A friend from past car rallies, Claus Ettensberger—owner of CEC wheels and ambassador of all things fast and Deutsche—and his delightful sidekick Matt Le Blanc had an equally interesting evening and had only just made it back too, and we greeted each other bleary-eyed in the lobby. Unlike me though, they failed to make it to the makeshift helipad on the hotel’s lawn where, as if in some swanky war zone, people in crisp white jeans and sockless driving shoes waited for a bird to take them in country. On my last helicopter ride (to see the F1 at Silverstone in England) I had provoked the pilot into doing some unorthodox maneuvers. This time I refrained, fearing El Diablo might make a sudden reappearance.
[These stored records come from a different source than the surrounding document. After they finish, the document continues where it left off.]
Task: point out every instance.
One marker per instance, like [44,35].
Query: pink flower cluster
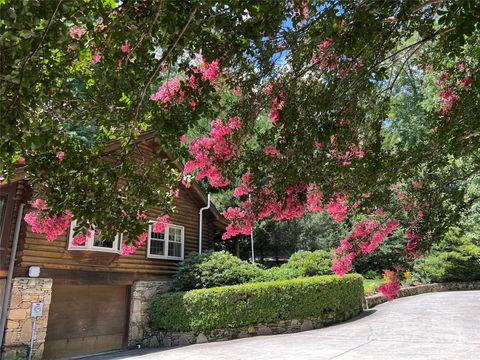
[391,287]
[60,156]
[414,241]
[298,198]
[76,32]
[128,250]
[210,152]
[366,236]
[42,223]
[271,151]
[125,47]
[141,239]
[301,12]
[161,223]
[96,57]
[337,207]
[242,220]
[245,188]
[170,93]
[276,108]
[327,60]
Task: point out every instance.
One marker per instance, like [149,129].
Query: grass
[371,285]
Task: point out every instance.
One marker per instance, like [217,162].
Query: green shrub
[323,297]
[310,263]
[214,269]
[301,264]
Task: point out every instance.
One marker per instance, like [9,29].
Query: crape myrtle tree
[79,75]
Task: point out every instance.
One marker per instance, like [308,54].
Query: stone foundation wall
[139,333]
[18,330]
[169,339]
[371,301]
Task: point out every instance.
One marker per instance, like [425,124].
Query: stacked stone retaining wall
[373,300]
Handsome dave, current Champion driver for Lotus in Britain and Victor Carillo- the future president of Mexico.
The start of an F1 race is like nothing you will ever experience. You might come close by taking a flight of F16 fighter jets and having them all race at full throttle down a runway. It’s a sonic violation—albeit welcome—a Nirvana-esque detonation that speaks to me like no god ever could. It’s unbelievably thrilling; I nearly bit through the glass containing my third bloody mary when 24 of the worlds finest racing drivers careened past me into that first, handsome uphill hairpin just to my right.
The race then settled in for 56 laps of incredible competition. Jenson Button miraculously fought his way up to the front to lead the race for a while but poor pit strategy put him back to fifth by the time the checkered flag flew over the race’s winner, Lewis Hamilton. Meanwhile another contest had been brewing, which I had managed to win by procuring the number of the most attractive woman in the luxury boxes—all of them. The technique involved brashly climbing over and through George Lucas’s private balcony to single her out amongst the big watches and wealthy Argentines occupying the suite where she had been capturing the attentions of every red-blooded man in attendance. My own pit strategy was impeccable, if I say so myself.
With the Sunday sun setting the Gulfstream lifted off with two more passengers on board—German Claus and Matt Le Blanc. Stories were told that had to be sworn to secrecy and, over champagne and snacks, plans for future misadventures were hatched. One thing all our party agreed upon though—if you want to enjoy the drama of the race action of Formula One, stay home and watch it on your television. If you want to meet insanely interesting people, have absurd adventures, and make lots of new friends—not to mention appreciate at first hand the sights and sounds of one of the world’s greatest sporting spectacles, then I suggest you make some suitable arrangements for New Jersey, 2013.